Artikel 26. Hardheidsclausule

Het college kan in bijzondere gevallen, ten gunste van de rechthebbende of gebruiker, één of meer bepalingen van deze verordening buiten toepassing laten of daarvan afwijken voor zover toepassing daarvan, gelet op de belangen die deze regeling beoogt te beschermen, kennelijk zal leiden tot onbillijkheden van zwaarwegende aard.

Artikel 28. Intrekking oude regeling

De verordening op het beheer en het gebruik van de gemeentelijke begraaf-plaatsen, vastgesteld op 14 november 2013 wordt ingetrokken.

Artikel 29. Overgangsbepaling

  • 1. Besluiten van het college die genomen zijn krachtens de verordening op het beheer en het gebruik van de gemeentelijke begraafplaatsen gelden als besluiten genomen krachtens deze verordening.

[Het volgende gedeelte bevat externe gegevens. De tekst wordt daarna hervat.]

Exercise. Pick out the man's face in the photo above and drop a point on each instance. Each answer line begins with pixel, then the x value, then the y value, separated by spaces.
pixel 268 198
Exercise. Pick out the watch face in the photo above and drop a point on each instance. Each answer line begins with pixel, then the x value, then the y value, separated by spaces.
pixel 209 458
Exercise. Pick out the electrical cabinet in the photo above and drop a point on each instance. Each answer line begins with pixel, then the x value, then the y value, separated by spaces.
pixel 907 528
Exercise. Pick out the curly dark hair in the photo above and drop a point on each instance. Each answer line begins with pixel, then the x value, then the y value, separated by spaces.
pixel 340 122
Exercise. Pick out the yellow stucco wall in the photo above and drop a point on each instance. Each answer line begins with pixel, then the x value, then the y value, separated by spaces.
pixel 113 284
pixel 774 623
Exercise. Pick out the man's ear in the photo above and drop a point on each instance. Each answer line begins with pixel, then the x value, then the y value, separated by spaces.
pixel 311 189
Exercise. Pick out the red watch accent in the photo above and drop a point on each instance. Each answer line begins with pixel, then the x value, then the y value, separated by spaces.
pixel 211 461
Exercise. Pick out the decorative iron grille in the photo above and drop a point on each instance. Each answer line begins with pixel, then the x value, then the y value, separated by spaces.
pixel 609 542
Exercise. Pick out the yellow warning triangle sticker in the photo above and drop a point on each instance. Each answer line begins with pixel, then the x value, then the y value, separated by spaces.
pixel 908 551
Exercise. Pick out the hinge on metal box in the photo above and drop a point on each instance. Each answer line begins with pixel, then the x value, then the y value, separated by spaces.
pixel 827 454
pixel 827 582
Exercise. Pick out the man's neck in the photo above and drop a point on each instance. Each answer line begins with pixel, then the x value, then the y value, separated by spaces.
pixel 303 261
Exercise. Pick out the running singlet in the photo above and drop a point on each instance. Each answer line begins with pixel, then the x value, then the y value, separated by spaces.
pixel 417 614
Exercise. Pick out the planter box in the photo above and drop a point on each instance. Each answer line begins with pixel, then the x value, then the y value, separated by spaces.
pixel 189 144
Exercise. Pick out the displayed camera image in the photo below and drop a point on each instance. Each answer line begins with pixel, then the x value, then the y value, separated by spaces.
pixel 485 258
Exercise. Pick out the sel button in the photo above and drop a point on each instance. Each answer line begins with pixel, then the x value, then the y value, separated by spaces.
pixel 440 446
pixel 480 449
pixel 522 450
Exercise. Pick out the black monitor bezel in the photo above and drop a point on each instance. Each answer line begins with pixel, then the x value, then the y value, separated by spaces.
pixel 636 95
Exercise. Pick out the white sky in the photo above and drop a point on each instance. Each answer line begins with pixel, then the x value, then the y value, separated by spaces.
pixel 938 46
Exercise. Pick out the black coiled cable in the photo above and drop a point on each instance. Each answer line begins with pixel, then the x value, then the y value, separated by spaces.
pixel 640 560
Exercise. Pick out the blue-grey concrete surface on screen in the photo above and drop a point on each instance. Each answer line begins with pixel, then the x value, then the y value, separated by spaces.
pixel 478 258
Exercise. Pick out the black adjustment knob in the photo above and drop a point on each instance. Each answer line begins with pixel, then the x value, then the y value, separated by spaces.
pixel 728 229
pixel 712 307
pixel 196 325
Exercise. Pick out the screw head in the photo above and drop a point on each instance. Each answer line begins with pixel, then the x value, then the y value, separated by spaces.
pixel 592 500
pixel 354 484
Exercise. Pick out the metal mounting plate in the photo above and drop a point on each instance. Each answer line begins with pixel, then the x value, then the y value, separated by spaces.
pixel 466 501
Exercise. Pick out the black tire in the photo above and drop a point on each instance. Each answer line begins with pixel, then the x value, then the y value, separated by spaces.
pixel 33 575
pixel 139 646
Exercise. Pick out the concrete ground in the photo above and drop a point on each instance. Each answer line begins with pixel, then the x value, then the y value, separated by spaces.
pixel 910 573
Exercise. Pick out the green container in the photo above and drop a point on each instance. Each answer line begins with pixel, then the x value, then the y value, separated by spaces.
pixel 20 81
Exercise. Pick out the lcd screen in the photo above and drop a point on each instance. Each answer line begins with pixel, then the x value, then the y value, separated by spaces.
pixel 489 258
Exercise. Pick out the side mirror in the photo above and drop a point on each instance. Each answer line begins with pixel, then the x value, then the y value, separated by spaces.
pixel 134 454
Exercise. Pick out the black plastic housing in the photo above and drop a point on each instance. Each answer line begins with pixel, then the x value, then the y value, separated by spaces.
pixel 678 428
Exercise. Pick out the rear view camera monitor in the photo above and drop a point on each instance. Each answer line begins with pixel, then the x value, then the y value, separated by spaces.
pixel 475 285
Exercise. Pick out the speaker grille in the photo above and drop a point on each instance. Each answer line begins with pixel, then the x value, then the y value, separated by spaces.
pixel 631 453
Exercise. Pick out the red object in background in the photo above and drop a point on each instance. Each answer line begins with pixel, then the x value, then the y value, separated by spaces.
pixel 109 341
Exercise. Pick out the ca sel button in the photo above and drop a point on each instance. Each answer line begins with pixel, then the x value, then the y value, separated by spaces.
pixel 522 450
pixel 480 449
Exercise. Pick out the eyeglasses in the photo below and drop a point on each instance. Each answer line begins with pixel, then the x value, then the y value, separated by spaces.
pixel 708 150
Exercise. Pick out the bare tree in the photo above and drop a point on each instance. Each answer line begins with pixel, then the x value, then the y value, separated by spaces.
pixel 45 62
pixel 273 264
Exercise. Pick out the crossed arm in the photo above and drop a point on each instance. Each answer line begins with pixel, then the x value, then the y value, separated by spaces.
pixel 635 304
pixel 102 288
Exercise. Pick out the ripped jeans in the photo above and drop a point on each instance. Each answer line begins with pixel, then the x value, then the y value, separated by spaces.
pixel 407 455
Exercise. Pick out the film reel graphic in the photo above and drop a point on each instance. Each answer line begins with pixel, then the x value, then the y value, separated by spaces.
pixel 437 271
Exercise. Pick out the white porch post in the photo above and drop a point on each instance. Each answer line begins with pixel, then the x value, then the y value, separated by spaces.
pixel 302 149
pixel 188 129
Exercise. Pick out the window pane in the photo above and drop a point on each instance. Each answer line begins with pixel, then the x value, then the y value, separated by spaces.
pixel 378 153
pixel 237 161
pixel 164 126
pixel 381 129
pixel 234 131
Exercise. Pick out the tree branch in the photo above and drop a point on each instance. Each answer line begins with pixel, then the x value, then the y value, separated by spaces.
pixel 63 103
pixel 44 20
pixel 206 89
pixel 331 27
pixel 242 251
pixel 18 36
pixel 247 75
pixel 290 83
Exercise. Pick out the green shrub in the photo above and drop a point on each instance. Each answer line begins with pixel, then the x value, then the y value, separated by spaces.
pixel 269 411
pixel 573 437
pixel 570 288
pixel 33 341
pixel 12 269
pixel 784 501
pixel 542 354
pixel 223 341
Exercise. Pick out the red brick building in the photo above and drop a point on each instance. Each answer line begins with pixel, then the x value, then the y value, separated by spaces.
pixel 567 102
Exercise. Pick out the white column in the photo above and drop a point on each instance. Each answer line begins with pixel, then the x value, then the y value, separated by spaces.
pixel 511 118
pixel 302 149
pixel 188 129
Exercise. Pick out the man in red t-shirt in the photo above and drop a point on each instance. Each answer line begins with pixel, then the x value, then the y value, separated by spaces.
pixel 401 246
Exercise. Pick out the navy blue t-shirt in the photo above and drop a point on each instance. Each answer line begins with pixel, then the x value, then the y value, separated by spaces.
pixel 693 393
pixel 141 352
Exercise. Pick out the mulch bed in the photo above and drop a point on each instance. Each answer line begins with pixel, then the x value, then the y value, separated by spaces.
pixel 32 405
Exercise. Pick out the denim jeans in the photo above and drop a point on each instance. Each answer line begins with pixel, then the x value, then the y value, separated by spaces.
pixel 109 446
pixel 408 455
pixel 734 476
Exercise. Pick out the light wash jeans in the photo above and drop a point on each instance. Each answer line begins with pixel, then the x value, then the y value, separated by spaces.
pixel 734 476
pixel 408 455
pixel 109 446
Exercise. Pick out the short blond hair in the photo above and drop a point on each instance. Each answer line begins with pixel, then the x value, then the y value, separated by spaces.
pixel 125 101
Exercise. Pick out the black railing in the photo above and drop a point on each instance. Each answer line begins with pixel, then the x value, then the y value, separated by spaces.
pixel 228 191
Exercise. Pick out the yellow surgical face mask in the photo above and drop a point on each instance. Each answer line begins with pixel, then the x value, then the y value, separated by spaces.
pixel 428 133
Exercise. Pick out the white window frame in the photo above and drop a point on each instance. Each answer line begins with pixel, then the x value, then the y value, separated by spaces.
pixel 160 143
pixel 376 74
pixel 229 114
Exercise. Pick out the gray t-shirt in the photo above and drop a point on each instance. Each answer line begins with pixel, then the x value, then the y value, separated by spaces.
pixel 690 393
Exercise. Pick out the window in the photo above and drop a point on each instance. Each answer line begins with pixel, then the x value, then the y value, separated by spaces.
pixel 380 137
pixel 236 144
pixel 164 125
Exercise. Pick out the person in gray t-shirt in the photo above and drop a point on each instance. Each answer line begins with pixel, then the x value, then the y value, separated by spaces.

  • 2. Indien voor het tijdstip van inwerkingtreding van deze verordening een aanvraag om vergunning op grond van de verordening op het beheer en het gebruik van de gemeentelijke begraafplaatsen is ingediend en voor het tijdstip van inwerkingtreding van deze verordening niet op de aanvraag is beslist, wordt daarop deze verordening toegepast.

Artikel 30. Strafbepaling

Hij die handelt in strijd met de artikelen 3, lid 3, en 4, lid 3, wordt gestraft met een geldboete van de eerste categorie.

Artikel 31. Inwerkingtreding

Deze verordening treedt in werking op de achtste dag na de datum van publicatie van deze verordening.

Artikel 32. Citeertitel

Deze verordening wordt aangehaald als: Beheersverordening gemeentelijke begraafplaatsen gemeente Zwartewaterland 2016.

Aldus vastgesteld door de raad van de Gemeente Zwartewaterland in zijn openbare raadsvergadering van 17 december 2015.